Es gibt Lokale, die sucht man sich für besondere Anlässe aus. Und dann gibt es den Jägerwirt. Da fährt man einfach hin, wenn Feierabend ist, man Hunger hat und weiß: Hier passt’s.
Für uns ist der Jägerwirt schon seit Jahren regelmäßig so ein Feierabendziel. Gerade weil er einen ganz eigenen Rhythmus hat. Während viele Wirtshäuser montags und dienstags geschlossen haben, ist hier geöffnet. Dafür sind Donnerstag und Freitag Ruhetag. Anfangs war das etwas ungewohnt, inzwischen gehört es für uns einfach dazu. Auch wenn wir uns freitags nach der Arbeit manchmal noch dabei ertappen zu denken: „Komm, fahren wir noch schnell zum Jagawirt!“ – und uns dann lachend wieder einfällt: Ach ja, heute ist ja Ruhetag.

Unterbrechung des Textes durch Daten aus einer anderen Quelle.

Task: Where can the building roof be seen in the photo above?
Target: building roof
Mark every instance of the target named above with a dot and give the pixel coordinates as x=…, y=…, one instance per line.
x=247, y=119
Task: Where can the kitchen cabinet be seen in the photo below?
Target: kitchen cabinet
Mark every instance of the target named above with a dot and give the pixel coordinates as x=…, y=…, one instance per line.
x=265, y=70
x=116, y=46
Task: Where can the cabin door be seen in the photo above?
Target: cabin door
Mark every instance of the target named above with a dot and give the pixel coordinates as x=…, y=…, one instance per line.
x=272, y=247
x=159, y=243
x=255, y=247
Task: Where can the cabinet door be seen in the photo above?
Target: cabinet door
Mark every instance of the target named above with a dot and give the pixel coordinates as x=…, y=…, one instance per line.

Schon beim Betreten merkt man, dass hier Tradition nicht bloß auf der Speisekarte steht. Die urige Gaststube strahlt genau den Charme aus, den man heute nur noch selten findet. Viel dunkles Holz, echte Wirtshausatmosphäre und im Winter sorgt ein großer Kachelofen für wohlige Wärme. Man hat das Gefühl, als hätte sich hier in den vergangenen Jahrzehnten gar nicht so viel verändert – und genau das macht den Reiz aus.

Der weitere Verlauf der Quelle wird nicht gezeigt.